Volendo, per chi fosse interessato a tentare un calcolo qualitativo dei contributi indiretti, potete trovate qui i dati di vendita delle copie cartacee dei vari quotidiani relativa al mese di febbraio 2013.

Quello che preme a me è indicare il dato delle vendite in generale, in relazione ai contributi, come abbiamo visto il Corriere non riceve contribuiti (almeno) dal 2011, e ha una vendita media di più di 400.000 copie su 500.000 stampate (rapporto 4/5), il Giornale (che è nelle stesse condizioni) vende 120.000 copie su 200.000 (rapporto 3/5) e il Fatto Quotidiano vende mediamente 50.000 copie su 100.000 stampate (con un rapporto peggiore, 1/2). Infine possiamo prendere in esame un giornale finanziato almeno fino al 2011 (poi si dovrebbe controllare l’effetto delle nuove norme), L’Unità ne vende 30.000 su 70.000 (rapporto 3/7). Qualche giornale dovrebbe rivedere parte della politica di diffusione e stampaggio, ma per il resto direi che siamo in linea con il principio di pluralismo.

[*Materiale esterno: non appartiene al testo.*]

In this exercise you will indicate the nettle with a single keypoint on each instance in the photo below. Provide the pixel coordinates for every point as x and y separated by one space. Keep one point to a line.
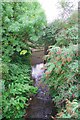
17 89
22 25
62 72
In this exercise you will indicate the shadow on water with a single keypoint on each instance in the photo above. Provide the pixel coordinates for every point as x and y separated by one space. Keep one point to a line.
41 106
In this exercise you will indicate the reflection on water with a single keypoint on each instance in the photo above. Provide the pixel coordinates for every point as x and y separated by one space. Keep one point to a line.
41 104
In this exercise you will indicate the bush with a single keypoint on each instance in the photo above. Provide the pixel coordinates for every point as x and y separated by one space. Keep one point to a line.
61 74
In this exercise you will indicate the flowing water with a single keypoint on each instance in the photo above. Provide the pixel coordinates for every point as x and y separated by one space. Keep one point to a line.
41 105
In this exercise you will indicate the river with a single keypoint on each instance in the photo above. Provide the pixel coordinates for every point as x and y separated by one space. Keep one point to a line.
41 106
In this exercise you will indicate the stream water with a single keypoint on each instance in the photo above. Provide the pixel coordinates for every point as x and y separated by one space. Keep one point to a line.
41 105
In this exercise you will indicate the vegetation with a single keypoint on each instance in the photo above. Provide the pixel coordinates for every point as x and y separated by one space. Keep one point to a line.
62 74
22 24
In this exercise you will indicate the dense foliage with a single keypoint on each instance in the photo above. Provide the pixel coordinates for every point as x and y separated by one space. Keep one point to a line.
22 24
62 74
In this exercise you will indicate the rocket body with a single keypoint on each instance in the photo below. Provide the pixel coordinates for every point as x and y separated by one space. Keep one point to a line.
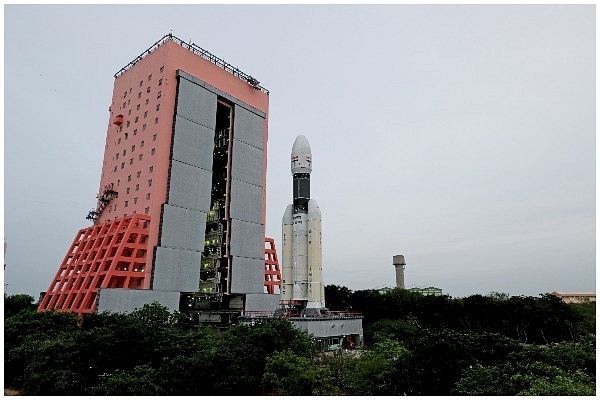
302 268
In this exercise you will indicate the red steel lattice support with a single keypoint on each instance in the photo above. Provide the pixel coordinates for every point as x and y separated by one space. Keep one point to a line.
272 273
108 255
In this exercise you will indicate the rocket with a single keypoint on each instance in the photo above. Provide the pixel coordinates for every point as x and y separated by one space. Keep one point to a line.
302 268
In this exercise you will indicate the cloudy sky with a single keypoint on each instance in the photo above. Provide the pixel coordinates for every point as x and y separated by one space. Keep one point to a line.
462 137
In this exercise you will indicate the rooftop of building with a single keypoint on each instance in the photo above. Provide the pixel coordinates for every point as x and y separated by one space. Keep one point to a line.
202 53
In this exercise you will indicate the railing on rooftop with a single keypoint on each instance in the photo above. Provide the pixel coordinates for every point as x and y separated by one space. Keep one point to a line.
202 53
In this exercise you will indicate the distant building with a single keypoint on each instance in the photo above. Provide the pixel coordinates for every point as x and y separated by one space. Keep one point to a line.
428 291
576 297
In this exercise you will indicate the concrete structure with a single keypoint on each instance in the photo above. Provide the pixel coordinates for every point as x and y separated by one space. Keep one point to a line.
301 264
399 265
181 207
427 291
575 297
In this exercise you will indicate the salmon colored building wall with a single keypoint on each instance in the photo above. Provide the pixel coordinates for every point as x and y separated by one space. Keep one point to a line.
117 251
141 85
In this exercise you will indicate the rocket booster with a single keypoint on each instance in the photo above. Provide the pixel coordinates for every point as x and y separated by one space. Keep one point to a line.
302 268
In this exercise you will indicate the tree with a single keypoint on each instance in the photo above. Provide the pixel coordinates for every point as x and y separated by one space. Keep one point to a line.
288 374
17 303
337 297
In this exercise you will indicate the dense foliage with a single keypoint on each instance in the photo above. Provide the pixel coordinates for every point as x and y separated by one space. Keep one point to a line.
415 345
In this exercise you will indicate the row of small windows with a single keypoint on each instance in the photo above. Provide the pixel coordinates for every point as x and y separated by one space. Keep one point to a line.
149 79
146 211
152 152
144 126
137 187
135 133
148 90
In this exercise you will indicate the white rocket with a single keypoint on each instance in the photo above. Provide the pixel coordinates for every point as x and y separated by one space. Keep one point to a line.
302 268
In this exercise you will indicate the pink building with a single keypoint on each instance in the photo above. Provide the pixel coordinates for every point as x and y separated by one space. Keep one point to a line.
181 206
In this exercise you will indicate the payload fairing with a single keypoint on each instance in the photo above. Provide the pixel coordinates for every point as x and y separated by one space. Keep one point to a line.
302 268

In ogni caso, per ogni ridimensionamento (quando non della chiusura) di una qualsiasi attività produttiva, vanno messe in conto tutte le ricadute economiche che la collettività si troverebbe a pagare, dagli ammortizzatori sociali, alle minori entrate per lo Stato fino alla diminuzione del giro d’affari per l’indotto. Non che il contributo sia da mantenere per questo, ma quando si parla di abolire contributi, incentivi, sgravi o qualsiasi altra cosa, val sempre bene ricordare che bisogna fare un discorso legato ai pro e contro anche economici e non solo di principio.

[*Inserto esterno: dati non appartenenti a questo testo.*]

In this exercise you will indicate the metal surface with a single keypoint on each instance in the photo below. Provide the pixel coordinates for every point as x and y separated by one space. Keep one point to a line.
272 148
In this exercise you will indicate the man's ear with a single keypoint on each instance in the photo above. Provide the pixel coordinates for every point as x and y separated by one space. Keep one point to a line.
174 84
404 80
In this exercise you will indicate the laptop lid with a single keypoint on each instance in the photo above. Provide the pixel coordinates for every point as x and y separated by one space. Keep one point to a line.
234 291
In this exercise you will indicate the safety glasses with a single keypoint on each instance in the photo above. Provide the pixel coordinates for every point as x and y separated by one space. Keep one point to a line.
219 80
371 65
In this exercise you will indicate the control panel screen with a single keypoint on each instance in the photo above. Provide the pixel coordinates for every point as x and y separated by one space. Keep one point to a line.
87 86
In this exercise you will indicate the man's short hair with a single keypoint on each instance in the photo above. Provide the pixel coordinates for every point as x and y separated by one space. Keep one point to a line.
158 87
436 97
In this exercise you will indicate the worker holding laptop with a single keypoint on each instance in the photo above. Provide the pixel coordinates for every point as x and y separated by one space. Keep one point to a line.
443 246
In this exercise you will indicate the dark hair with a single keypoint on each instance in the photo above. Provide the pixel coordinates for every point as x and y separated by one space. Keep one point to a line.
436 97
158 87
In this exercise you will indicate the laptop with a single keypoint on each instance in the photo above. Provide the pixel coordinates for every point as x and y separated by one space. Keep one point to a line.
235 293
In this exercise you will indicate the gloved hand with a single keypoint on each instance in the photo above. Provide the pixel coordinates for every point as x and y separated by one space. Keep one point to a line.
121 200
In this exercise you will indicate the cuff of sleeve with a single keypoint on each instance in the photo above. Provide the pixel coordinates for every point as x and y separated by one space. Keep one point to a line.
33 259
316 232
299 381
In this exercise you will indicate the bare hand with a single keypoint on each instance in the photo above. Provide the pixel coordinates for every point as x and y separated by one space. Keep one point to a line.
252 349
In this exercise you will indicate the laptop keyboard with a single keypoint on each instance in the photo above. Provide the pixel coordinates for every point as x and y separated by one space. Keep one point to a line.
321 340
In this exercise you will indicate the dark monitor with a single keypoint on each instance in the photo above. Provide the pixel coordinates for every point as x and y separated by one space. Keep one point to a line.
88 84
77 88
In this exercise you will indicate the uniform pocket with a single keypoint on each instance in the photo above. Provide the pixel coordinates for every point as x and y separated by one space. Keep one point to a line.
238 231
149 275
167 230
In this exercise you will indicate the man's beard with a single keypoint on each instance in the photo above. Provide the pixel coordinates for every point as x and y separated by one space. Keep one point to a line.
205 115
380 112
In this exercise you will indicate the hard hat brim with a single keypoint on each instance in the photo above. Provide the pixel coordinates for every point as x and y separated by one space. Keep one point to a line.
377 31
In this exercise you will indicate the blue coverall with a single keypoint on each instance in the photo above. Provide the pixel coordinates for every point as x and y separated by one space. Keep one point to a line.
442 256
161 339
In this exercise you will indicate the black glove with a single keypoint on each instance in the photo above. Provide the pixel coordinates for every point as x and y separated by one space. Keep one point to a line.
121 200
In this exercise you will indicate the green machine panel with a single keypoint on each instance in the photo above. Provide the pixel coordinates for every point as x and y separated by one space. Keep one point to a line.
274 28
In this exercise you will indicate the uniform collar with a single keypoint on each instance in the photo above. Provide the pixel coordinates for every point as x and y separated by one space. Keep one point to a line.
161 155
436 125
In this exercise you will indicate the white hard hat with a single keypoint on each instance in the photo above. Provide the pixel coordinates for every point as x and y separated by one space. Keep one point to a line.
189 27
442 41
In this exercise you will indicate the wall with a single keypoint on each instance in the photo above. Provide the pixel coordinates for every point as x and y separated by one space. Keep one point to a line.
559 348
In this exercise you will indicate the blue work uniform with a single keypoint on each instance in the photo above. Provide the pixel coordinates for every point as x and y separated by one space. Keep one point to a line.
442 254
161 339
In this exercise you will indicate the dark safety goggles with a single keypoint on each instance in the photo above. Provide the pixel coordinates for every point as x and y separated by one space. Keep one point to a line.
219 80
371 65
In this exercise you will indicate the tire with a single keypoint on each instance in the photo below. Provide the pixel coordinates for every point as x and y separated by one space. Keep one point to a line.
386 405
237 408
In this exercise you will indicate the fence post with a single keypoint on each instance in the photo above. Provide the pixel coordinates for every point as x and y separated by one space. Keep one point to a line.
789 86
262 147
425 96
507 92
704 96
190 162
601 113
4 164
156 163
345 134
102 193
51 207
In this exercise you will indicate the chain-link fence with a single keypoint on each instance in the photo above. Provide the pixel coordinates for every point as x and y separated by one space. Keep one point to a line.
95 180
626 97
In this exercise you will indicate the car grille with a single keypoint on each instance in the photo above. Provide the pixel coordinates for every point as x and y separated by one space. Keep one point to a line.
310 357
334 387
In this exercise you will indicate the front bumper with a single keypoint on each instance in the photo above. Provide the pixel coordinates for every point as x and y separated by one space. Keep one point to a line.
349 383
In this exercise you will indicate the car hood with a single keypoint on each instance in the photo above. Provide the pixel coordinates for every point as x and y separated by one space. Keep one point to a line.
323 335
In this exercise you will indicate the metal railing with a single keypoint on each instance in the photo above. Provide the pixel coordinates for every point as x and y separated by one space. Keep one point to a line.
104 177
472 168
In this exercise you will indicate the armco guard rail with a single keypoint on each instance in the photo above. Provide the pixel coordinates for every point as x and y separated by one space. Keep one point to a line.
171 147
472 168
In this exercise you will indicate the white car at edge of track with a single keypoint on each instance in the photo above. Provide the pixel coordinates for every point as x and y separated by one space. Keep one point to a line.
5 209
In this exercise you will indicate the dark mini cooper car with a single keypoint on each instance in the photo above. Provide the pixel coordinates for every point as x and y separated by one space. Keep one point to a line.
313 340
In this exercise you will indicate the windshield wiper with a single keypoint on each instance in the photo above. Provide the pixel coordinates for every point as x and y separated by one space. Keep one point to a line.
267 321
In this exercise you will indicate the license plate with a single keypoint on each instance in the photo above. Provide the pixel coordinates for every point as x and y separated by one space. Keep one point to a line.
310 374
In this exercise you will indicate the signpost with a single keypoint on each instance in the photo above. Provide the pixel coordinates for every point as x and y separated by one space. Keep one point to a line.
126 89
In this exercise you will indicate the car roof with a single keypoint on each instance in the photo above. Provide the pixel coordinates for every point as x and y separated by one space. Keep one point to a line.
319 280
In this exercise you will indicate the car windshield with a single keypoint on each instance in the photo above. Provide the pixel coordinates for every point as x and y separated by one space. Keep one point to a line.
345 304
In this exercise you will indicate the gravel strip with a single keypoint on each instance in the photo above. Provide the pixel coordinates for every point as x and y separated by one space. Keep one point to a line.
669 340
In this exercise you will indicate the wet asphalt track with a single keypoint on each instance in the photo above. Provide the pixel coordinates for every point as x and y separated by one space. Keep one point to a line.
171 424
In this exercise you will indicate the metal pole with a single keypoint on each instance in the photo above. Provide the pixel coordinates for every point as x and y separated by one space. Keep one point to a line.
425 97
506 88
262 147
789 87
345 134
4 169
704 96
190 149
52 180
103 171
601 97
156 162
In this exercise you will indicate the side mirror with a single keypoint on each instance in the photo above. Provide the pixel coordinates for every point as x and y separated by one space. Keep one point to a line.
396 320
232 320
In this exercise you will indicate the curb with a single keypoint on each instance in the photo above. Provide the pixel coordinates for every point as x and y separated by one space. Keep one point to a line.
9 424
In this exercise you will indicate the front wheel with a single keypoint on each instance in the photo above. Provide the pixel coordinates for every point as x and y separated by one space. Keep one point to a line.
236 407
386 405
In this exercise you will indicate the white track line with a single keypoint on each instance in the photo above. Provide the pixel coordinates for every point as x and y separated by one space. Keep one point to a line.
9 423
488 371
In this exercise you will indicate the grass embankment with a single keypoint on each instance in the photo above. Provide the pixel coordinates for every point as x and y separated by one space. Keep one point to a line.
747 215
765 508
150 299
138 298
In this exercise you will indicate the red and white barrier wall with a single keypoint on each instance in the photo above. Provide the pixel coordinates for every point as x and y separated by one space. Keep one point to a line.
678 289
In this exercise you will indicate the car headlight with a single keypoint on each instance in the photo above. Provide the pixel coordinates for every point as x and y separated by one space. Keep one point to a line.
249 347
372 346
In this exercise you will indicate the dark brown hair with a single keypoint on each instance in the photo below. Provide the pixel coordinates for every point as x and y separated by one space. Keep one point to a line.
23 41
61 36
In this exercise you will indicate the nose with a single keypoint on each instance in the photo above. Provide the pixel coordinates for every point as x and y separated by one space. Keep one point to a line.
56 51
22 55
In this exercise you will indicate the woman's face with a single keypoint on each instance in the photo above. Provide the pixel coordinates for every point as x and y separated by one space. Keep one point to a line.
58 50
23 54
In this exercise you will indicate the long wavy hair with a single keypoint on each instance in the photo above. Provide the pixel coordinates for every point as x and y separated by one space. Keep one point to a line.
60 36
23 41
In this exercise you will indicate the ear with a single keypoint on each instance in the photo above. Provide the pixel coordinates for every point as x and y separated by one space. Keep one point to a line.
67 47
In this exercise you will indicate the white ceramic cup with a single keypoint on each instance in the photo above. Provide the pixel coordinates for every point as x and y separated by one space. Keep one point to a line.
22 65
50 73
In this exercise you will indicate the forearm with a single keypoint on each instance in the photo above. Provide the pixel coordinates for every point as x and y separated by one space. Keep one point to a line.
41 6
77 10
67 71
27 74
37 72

Quanto invece ai princìpi, come abbiamo visto, i grandi giornali, quelli che generalmente vengono attribuiti ai cosiddetti “poteri forti”, non ricevono già contribuiti diretti. Se guardiamo le sentenze della Corte Costituzionale citate precedentemente, abolire oggi il finanziamento pubblico sarebbe una follia, perché proprio in questo momento, molto più di quanto faceva fino a qualche anno fa, garantisce il pluralismo come da dettato costituzionale.

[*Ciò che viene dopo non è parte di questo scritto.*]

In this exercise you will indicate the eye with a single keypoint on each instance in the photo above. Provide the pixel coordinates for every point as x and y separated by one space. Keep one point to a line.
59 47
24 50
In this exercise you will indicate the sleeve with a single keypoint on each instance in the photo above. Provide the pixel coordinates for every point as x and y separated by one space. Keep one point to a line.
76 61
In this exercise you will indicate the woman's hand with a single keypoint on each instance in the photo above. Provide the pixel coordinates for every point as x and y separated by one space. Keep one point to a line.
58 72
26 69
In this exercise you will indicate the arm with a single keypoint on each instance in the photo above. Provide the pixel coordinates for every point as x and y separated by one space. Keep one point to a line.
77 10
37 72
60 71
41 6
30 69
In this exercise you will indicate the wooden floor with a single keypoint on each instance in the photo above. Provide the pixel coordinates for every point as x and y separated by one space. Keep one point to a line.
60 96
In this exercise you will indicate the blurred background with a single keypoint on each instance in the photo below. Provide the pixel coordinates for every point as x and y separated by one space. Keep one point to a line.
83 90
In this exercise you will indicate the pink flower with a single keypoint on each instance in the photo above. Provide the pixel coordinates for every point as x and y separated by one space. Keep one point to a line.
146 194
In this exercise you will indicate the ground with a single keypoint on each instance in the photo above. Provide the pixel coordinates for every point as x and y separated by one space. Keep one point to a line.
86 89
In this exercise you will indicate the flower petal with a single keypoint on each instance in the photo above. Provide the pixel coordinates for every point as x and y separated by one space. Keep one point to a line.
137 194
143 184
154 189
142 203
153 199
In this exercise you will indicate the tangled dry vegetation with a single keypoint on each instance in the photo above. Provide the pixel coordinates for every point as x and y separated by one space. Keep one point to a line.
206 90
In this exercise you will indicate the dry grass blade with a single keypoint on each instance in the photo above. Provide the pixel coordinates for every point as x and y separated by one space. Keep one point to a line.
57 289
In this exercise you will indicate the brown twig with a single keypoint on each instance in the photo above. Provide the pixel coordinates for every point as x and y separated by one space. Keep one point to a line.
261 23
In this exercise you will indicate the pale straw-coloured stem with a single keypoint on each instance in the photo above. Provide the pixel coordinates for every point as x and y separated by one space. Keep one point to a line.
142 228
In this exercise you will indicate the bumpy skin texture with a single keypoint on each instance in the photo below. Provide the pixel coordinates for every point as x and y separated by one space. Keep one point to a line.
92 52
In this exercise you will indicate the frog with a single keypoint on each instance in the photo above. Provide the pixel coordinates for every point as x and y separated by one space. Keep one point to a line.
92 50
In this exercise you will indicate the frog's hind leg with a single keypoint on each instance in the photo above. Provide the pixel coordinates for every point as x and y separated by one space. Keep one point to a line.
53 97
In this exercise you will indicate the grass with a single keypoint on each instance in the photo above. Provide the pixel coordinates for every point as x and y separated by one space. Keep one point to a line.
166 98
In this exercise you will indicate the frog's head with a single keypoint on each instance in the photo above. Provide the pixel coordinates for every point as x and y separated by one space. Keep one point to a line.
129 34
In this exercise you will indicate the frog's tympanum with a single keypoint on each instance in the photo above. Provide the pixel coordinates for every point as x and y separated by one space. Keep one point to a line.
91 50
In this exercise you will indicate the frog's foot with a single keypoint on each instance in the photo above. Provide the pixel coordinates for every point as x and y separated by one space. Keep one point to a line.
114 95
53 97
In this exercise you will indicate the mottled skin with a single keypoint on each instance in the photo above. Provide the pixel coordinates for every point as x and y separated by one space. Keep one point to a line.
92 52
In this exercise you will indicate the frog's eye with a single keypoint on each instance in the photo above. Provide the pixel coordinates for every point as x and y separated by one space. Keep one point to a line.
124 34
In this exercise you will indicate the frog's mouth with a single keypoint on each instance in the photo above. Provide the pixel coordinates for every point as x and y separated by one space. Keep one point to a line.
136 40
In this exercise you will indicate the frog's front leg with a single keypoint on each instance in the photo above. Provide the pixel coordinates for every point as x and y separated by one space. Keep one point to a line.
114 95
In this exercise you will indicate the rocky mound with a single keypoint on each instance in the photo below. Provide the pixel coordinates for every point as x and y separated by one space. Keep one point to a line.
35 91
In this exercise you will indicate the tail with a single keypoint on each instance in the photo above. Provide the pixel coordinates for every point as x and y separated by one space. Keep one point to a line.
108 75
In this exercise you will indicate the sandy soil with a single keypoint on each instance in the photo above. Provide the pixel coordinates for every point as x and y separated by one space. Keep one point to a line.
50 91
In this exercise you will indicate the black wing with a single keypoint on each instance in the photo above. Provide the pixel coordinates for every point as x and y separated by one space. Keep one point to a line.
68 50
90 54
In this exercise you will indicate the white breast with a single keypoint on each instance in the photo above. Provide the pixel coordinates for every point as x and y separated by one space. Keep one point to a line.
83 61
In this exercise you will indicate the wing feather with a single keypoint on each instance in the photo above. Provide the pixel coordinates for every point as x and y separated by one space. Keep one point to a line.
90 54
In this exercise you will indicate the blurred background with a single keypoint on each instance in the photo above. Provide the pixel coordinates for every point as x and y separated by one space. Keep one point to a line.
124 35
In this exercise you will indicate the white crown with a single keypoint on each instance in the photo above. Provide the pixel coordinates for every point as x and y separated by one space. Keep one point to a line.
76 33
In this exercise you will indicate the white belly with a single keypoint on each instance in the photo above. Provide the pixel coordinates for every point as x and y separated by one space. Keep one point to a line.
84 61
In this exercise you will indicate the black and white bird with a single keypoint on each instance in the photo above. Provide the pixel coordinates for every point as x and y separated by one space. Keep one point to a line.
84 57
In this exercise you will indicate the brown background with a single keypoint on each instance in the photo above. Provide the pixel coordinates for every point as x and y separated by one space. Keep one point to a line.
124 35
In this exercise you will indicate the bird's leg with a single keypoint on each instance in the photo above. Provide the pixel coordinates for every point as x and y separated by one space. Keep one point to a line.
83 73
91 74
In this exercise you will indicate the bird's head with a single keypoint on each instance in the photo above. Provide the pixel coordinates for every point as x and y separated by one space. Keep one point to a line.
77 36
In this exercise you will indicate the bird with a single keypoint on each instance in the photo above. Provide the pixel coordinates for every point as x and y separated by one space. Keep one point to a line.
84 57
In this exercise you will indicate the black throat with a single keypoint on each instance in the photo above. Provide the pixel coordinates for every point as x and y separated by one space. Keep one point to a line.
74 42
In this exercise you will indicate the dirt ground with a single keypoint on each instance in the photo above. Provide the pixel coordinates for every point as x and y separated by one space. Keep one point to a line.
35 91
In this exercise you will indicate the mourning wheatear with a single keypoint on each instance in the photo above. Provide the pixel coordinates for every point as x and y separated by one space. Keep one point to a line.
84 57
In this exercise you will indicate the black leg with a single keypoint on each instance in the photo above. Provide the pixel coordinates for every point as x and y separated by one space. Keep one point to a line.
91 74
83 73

Rimane il fatto che i contributi indiretti continuano ad essere piuttosto oscuri nelle cifre, e che nel nome della trasparenza si dovrebbe trovare un modo più giusto per erogarli, inoltre il sistema finora ha avuto strette nei criteri d’erogazione e nel totale dello stanziamento solo ed esclusivamente con un occhio sui vincoli di bilancio, e su una materia così delicata dovrebbero essere ben altre le questioni cui fare riferimento. Da più parti, con cognizione di causa, si parla di una riforma complessiva del sistema di contribuzione, all’Europea, con un’attenzione non indifferente ai nuovi media e alle nuove forme di divulgazione dell’informazione.

Invece è purtroppo di questi giorni la notizia che il M5S ha presentato un DDL che elimina definitivamente il finanziamento pubblico, senza suggerire nessun altra forma di sostegno a questo settore strategico e fondamentale per caratterizzare l’Italia come una Democrazia compiuta, come da dettato Costituzionale, Diritto Internazionale e varie e circonstanziate sentenze della Corte Costituzionale. Un provvedimento che a mio avviso potrebbe tranquillamente essere considerato, nel remoto caso in cui fosse approvato, incostituzionale e facilmente impugnabile, nel caso passasse al vaglio della Presidenza della Repubblica, presso la Corte Costituzionale.

Infine un appello, dato che il Fatto Quotidiano è schierato apertamente contro i contribuiti pubblici, e se ne fa un vanto, potrebbe estrapolare dal proprio bilancio in autonomia se e quanto incassano direttamente o indirettamente dai contribuiti indiretti, come l’IVA agevolata, ecc…? Per chi gioca tutto sulla trasparenza dovrebbe essere un atto dovuto.